Gore’s announcement included a call for public participation that anticipated the crowdsourced approach DOGE would later employ through social media. “If you spot waste or fraud or abuse, call one of the 1-800 numbers located throughout the government and let us know,” Gore said. “If you have an idea of how we can do a better job or if you spot a problem that needs fixing, write to me here at the White House. Mark your envelope ‘reinventing government.’ You will get a response. Your idea will be evaluated.”

The vice president also delivered the kind of cultural declaration that reformers in every era have made: “It’s time we took out of our vocabulary the words, ‘well, we’ve always done it that way.’”

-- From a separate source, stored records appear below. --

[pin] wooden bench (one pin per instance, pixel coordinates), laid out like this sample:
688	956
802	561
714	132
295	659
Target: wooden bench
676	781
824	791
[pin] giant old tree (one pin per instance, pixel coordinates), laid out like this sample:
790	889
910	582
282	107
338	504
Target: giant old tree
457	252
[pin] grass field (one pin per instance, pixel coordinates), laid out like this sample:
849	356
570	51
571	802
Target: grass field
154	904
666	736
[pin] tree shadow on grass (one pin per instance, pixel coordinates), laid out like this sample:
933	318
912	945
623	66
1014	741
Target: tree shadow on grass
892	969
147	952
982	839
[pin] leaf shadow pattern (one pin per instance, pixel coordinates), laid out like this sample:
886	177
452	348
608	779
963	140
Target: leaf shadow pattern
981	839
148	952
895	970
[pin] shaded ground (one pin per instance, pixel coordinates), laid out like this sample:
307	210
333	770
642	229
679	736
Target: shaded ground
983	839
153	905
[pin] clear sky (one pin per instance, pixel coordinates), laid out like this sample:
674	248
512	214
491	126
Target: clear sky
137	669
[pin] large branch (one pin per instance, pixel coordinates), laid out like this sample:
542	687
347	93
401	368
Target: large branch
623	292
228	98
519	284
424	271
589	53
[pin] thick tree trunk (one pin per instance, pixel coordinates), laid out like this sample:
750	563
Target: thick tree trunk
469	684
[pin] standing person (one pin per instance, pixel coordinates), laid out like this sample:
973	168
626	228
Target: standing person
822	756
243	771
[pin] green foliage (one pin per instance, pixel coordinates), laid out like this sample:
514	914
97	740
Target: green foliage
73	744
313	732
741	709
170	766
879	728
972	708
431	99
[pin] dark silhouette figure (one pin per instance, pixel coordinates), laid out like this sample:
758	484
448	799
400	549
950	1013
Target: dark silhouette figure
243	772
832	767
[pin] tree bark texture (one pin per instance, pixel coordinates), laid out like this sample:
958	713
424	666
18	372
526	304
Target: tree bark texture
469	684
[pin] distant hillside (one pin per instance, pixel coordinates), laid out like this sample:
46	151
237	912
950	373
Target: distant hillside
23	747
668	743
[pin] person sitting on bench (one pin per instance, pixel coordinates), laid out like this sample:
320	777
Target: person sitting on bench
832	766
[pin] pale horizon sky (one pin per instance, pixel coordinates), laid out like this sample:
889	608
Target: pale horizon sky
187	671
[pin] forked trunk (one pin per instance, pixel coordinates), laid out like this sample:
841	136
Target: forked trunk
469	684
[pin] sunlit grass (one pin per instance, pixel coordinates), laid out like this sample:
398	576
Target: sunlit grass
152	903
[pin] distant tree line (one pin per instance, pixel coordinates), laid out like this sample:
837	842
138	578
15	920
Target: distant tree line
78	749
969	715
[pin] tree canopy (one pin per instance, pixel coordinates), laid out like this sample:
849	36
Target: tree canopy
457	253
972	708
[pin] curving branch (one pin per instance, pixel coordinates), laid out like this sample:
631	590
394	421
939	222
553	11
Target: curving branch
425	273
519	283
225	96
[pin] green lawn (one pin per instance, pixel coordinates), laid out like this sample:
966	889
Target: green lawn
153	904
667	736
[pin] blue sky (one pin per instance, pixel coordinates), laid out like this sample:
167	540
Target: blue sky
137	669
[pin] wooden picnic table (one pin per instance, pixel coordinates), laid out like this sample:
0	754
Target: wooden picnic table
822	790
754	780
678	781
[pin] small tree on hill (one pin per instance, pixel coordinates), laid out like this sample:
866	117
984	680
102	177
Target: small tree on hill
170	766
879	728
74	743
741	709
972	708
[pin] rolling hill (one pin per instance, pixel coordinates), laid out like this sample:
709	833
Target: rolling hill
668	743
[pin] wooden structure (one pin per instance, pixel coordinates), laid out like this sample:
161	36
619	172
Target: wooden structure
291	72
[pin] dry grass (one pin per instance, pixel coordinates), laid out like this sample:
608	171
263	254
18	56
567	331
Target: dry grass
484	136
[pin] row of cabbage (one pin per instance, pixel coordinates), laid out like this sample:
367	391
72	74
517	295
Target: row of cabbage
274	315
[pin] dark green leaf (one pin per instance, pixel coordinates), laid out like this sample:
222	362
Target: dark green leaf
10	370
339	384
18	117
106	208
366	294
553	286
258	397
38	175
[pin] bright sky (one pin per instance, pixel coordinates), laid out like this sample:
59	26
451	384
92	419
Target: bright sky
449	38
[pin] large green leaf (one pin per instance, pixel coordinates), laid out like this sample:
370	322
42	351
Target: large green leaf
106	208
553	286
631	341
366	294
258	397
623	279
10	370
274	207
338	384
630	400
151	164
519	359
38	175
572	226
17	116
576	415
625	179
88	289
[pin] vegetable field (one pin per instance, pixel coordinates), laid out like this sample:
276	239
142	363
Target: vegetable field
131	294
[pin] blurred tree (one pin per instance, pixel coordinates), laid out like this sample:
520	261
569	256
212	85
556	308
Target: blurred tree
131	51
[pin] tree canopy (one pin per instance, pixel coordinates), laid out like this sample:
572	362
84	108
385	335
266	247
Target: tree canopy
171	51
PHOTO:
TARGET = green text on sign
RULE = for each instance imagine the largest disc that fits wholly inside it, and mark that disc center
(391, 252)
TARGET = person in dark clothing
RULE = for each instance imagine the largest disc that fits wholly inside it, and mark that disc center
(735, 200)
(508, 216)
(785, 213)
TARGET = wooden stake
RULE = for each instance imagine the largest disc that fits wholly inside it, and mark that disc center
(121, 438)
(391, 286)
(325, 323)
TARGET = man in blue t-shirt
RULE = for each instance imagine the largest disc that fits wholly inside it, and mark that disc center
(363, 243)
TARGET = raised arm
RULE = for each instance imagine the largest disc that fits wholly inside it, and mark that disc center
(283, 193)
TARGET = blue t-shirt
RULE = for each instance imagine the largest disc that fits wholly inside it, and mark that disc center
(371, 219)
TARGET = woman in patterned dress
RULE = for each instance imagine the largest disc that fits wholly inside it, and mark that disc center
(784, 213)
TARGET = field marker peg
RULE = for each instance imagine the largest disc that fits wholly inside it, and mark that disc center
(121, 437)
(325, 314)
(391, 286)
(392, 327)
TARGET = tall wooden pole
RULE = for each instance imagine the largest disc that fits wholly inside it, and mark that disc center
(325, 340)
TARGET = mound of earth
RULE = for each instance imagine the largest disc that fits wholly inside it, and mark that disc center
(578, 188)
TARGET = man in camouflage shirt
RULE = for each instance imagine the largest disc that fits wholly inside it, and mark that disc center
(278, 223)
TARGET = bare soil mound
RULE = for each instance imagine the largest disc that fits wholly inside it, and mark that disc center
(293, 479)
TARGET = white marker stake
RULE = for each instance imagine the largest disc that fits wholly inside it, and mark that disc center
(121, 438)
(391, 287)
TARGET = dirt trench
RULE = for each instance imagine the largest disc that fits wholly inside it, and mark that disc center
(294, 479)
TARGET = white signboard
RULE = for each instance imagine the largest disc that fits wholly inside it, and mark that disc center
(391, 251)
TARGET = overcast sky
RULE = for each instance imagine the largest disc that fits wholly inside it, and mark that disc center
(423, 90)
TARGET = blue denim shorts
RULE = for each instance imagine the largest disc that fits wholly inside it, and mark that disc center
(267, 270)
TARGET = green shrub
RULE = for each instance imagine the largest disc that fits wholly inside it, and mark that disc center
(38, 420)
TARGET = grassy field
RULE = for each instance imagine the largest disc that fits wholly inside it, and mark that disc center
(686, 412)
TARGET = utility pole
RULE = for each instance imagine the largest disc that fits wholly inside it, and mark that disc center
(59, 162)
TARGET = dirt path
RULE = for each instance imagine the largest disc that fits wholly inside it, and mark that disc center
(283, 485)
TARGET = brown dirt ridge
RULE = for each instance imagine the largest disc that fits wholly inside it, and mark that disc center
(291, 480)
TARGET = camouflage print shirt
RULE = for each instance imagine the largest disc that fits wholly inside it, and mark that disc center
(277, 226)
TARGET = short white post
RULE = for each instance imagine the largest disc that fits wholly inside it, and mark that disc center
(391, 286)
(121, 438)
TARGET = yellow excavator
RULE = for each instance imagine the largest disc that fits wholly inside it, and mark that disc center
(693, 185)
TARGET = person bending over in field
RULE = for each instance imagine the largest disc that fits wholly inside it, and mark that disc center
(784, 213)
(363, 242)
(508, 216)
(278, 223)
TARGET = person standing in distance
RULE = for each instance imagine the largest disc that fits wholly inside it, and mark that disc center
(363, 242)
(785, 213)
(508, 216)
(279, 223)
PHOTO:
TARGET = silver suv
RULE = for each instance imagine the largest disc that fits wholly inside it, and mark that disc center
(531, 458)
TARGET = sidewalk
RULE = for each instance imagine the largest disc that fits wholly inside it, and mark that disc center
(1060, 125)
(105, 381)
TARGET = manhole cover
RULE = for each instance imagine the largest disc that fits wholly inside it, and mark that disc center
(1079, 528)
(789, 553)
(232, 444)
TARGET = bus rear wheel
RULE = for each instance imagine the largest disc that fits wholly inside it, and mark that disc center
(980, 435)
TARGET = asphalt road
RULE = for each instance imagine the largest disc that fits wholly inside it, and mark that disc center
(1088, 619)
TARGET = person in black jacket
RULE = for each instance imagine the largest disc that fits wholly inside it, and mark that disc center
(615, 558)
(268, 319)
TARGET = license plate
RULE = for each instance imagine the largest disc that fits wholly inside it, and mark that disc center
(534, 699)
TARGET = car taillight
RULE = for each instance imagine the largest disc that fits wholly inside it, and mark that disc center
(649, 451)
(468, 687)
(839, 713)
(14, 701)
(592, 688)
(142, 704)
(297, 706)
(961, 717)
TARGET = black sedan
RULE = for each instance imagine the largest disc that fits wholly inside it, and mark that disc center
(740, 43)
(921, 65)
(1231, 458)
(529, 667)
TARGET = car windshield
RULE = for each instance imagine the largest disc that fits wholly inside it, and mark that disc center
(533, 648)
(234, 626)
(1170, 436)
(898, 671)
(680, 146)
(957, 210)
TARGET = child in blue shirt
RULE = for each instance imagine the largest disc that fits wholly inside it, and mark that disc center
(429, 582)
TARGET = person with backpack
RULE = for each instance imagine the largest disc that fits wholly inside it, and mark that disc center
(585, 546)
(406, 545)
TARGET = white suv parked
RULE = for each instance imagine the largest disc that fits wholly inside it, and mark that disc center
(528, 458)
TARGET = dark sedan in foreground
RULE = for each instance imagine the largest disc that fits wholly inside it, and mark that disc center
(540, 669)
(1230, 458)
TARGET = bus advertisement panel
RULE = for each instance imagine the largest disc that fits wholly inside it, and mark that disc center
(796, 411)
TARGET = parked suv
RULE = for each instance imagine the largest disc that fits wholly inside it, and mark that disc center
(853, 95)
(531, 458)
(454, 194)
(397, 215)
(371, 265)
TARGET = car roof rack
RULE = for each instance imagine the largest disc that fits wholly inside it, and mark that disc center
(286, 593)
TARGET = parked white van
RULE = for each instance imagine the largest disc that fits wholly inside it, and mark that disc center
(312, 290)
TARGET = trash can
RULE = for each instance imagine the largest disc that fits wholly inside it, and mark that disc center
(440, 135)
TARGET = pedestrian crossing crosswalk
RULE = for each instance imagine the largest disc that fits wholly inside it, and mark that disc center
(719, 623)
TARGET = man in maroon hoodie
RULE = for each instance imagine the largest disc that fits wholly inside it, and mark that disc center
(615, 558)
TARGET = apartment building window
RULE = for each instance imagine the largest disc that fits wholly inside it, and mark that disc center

Gore acknowledged that the government’s greatest untapped resource was its own workforce. “The greatest untapped resource we have is their ingenuity, their brain power, and their experience,” he said of federal employees. The appeal to workers was a softer approach than DOGE’s more confrontational stance with agencies that resisted cooperation in 2025.

The “Unprecedented” Irony

The resurfacing of this footage in February 2025 was driven by the irony of Democratic politicians and media commentators describing Trump’s DOGE initiative as “unprecedented.” The historical record showed that the Clinton administration had:

  • Cut 100,000 federal positions in the first weeks of the presidency, with an eventual reduction of over 300,000
  • Ordered a 14% reduction in administrative costs, saving $16 billion
  • Used a Fortune 500 CEO (Chief of Staff Mack McLarty) to bring private-sector efficiency techniques to government
  • Declared a “revolution in government” aimed at eliminating waste, fraud, and abuse
  • Invited public participation through hotlines and mail-in suggestions
  • Described the effort in terms nearly identical to DOGE’s stated mission

Democrats under Clinton had not only pursued government efficiency — they had celebrated it as a signature achievement. Gore had personally led the effort and had subsequently written a bestselling book, “Creating a Government That Works Better and Costs Less,” about the results. The fact that the same party was now characterizing a similar effort as dangerous and unprecedented suggested that the objection was to who was leading the reform rather than to the reform itself.

Key Takeaways

  • On March 3, 1993, VP Al Gore announced Clinton’s National Performance Review as “a revolution in government,” promising to “fundamentally change the way our government works.”
  • Gore boasted that White House Chief of Staff Mack McLarty’s experience as a Fortune 500 CEO was being used to bring private-sector efficiency to government — paralleling Democratic criticism of Elon Musk’s involvement in DOGE.
  • Clinton cut 100,000 federal positions and ordered a 14% reduction in administrative costs, saving $16 billion in the first weeks of his presidency.
  • Gore declared it was time to bring the “quality revolution” that had transformed American business into the federal government, using language nearly identical to DOGE’s stated mission.
  • The footage resurfaced in 2025 as Democrats labeled Trump’s DOGE initiative “unprecedented,” despite the Clinton administration having pursued the same goals with similar methods thirty years earlier.